On Sun, Jul 26, 1998 at 06:21:42PM -0500, Manoj Srivastava wrote:
>  Joseph> I had Running Linux.  Many man pages still confuse me.  Most
>  Joseph> don't have a long time to learn, they need to know what they
>  Joseph> need to know now---otherwise they will happily continue to
>  Joseph> use windoze..
> 
> 	In that case, I think you should respect their wishes, and not
>  try to foist an OS on them that does not meet their requirements.

The only thing that makes windoze a requirement for most of them is that
knowing how to use it is "mandatory" because "it's all there is."  That's
monopolist tactics, not a requirement to use windoze.  All they need is
something they can install now and learn how to use---the internals can wait
till they need to know them.

This is exactly how I've been doing it.  Debian was the only dist that was
willing to give me something to work with while I learned how the guts
worked.

Now, not everyone is going to be able to go from knowing nothing to a bo ->
hamm upgrade "the hard way" in a week or less, but you'd be amazed what even
the totally clueless can do if they have a hand and are willing to put some
effort into it.

Now, it's not been perfect (you may have caught some of me being quite
frustrated with exim's procmail pipe transport example from the docs not
working.  Considering that I never did figure it out (I'm STILL dealing with
the backlog of email caused by trying...) and that you yourself said that
setting up global default to use procmail is a standard thing to do with a
MTA which supports it, I found a rough spot in exim--or at least Debian's
package with the results of answers to my configuration questions.


My suggestions for improving Debian's user-friendliness are for the most
part finding the rough spots one at a time and polishing them so they aren't
as likely to scratch a user who is expecting it to work as designed.

That and getting rid of things like the install-mime everytime a multimedia
program is upgraded..  =p  However, you might note that when I suggested we
do away with it, I suggested also what it could be replaced with.


>  Joseph> That's the majority of users.  If we don't like the Wintel
>  Joseph> duopoly, we have to provide a viable alternative.
> 
> 	I love the Wintel duopoly. It brings computation to the
>  masses. I may not like the OS, but I think wintel has indeed
>  transformed computing as we know it. Linux is not for everyone, and
>  that may well include people who have no time/motivation to learn.
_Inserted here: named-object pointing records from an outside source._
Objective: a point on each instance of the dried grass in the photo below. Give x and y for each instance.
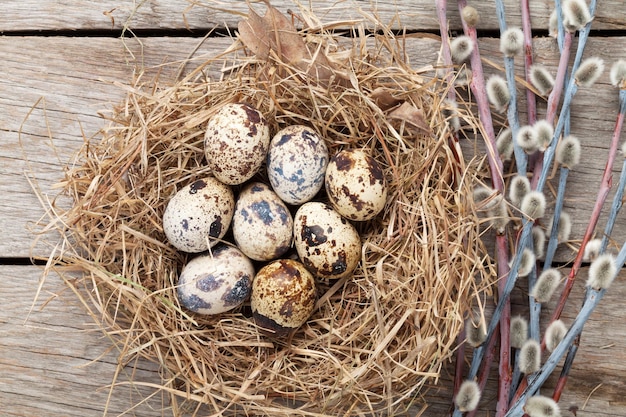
(375, 338)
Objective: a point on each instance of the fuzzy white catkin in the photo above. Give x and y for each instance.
(526, 139)
(468, 396)
(541, 79)
(589, 71)
(534, 205)
(546, 284)
(470, 15)
(512, 42)
(539, 242)
(554, 334)
(518, 188)
(504, 144)
(618, 74)
(498, 93)
(602, 271)
(568, 152)
(519, 332)
(530, 357)
(544, 131)
(575, 14)
(541, 406)
(461, 48)
(475, 335)
(463, 76)
(592, 250)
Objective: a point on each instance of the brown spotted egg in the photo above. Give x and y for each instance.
(236, 142)
(198, 214)
(216, 282)
(283, 297)
(296, 163)
(262, 223)
(355, 185)
(327, 244)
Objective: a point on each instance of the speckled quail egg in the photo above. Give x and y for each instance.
(296, 163)
(216, 282)
(198, 214)
(236, 142)
(327, 244)
(262, 223)
(355, 185)
(283, 297)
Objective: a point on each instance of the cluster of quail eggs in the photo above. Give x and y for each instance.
(267, 220)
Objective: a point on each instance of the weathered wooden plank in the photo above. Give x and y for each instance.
(32, 15)
(56, 363)
(75, 84)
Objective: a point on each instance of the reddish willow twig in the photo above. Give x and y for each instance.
(605, 187)
(477, 85)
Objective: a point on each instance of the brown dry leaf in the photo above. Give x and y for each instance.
(275, 32)
(409, 113)
(384, 99)
(254, 34)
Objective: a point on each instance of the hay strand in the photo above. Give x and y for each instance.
(374, 339)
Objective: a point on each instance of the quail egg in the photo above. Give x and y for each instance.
(283, 297)
(262, 223)
(236, 142)
(198, 214)
(216, 282)
(296, 163)
(327, 244)
(355, 185)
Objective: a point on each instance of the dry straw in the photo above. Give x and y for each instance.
(375, 338)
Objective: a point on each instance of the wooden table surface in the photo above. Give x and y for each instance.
(64, 63)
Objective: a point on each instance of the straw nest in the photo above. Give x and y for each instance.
(375, 338)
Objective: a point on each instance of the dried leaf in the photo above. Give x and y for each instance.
(384, 99)
(275, 32)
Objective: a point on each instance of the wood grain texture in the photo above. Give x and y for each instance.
(204, 15)
(52, 90)
(55, 362)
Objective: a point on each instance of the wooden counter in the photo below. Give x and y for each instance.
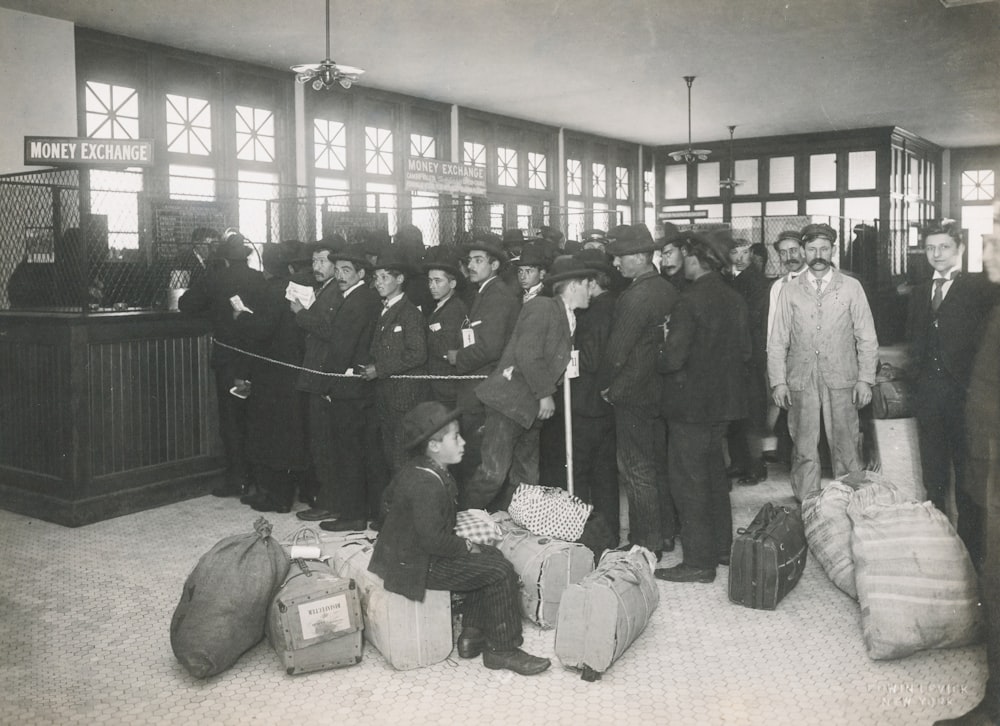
(104, 414)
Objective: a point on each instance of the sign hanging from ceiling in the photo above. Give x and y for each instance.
(445, 177)
(64, 150)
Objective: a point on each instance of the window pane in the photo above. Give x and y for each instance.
(675, 181)
(823, 173)
(782, 173)
(708, 179)
(746, 172)
(861, 170)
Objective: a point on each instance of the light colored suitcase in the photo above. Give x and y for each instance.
(546, 567)
(408, 634)
(603, 614)
(314, 622)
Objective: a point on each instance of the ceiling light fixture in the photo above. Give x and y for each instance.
(689, 155)
(731, 182)
(328, 73)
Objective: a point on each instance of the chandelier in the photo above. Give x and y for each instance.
(326, 74)
(731, 182)
(689, 155)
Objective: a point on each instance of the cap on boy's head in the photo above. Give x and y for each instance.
(423, 421)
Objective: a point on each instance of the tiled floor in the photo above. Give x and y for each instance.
(84, 618)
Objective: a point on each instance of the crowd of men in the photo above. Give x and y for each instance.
(687, 364)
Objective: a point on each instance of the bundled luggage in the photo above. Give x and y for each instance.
(223, 607)
(601, 615)
(407, 633)
(315, 619)
(546, 567)
(767, 558)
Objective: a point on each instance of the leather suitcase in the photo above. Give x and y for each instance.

Motivation is not the issue.  They have that or they'd tell me to take my
Linux and shove it.  However, the time they can't spare all at once.  I
didn't have a week to take out of my life and fiddle with it.  I needed it
to work from an end user standpoint in 24 hours.  That meant ppp, email,
ftp, http, a text editor I could use, and a clue how to share data with
OS/2.

Having used a Slowaris shell, that translated to:  base install, sendmail
since smail didn't work (MUCH thanks to netgod for getting that to work for
me at ALL), pine, ncftp, a kernel with HPFS support, lynx, and lots of trial
and error with bo's ppp setup.

The kernel and ppp were the only hangups, and the kernel was explained
quickly by reading the menuconfig help.  hamm's ppp setup is such that I
would have had it working first try after getting chat to behave itself. 
ppp was a rough spot that was polished with hamm.  And if I need a truly
idiotproof method of setting up ppp in hamm, there are tools to help with
that.

dwww has saved my feathers a few times as well---it reads just fine file
formats I have no idea how to read (yet.)


> 	I think we should really work on ease-of-use and
>  ease-of-management issues, and this is where a major improvement is
>  needed, but I do object to the goals set out here. And the goals do
>  make a difference.

I think you misunderstood me.  I'm not trying to cater to the person who
likes to claim they can't find the power switch so sombody else will do the
work for them.  I'm talking about people who want something better than they
have but can't afford to give up about 2 weeks to figure out everything from
sendmail to the innards of NET-3 howto..  They need it to work well enough
so they can use it without having to wade through mountains of obsolete
documentation (if it's in print, it's obsolete) to learn the system well
enough to have it tell them what they really want to know.